Pat the bird very dry before applying herb butter, start roasting at high heat to jump-start browning, avoid covering while roasting, and let the chicken rest uncovered for a few minutes before carving.
- → Can I substitute preserved lemon?
Yes. Finely grated fresh lemon zest plus a splash of lemon juice will brighten the dish; preserved lemon lends a salty, mellow tang that deepens the flavor.
- → How do I check for doneness?
Use an instant-read thermometer in the thickest part of the thigh without touching bone—75°C (165°F) signals safe doneness. Juices should run clear and the meat feel firm.
- → Can I prepare the herb butter ahead of time?
The herb butter can be mixed up to 48 hours in advance and kept chilled.

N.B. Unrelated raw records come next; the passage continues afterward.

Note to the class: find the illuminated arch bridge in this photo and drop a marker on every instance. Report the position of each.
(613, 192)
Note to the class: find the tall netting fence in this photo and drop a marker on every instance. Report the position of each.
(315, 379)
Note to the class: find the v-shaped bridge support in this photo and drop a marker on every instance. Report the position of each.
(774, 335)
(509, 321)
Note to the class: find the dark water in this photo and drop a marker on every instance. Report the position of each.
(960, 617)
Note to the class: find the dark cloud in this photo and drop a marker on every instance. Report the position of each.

Bring it to a slightly softened state before slipping it under the skin for easier spreading.
- → What vegetables work best in the roasting pan?
Carrots, celery and onion form a flavorful bed that lifts the bird, caramelizes in the pan juices and makes a delicious accompaniment to serve alongside the carved meat.
- → Any tips for juicier meat?
Massage butter under the skin to baste from within, baste the bird occasionally with pan juices, avoid overcooking, and always rest the chicken 15 minutes before carving to retain juices.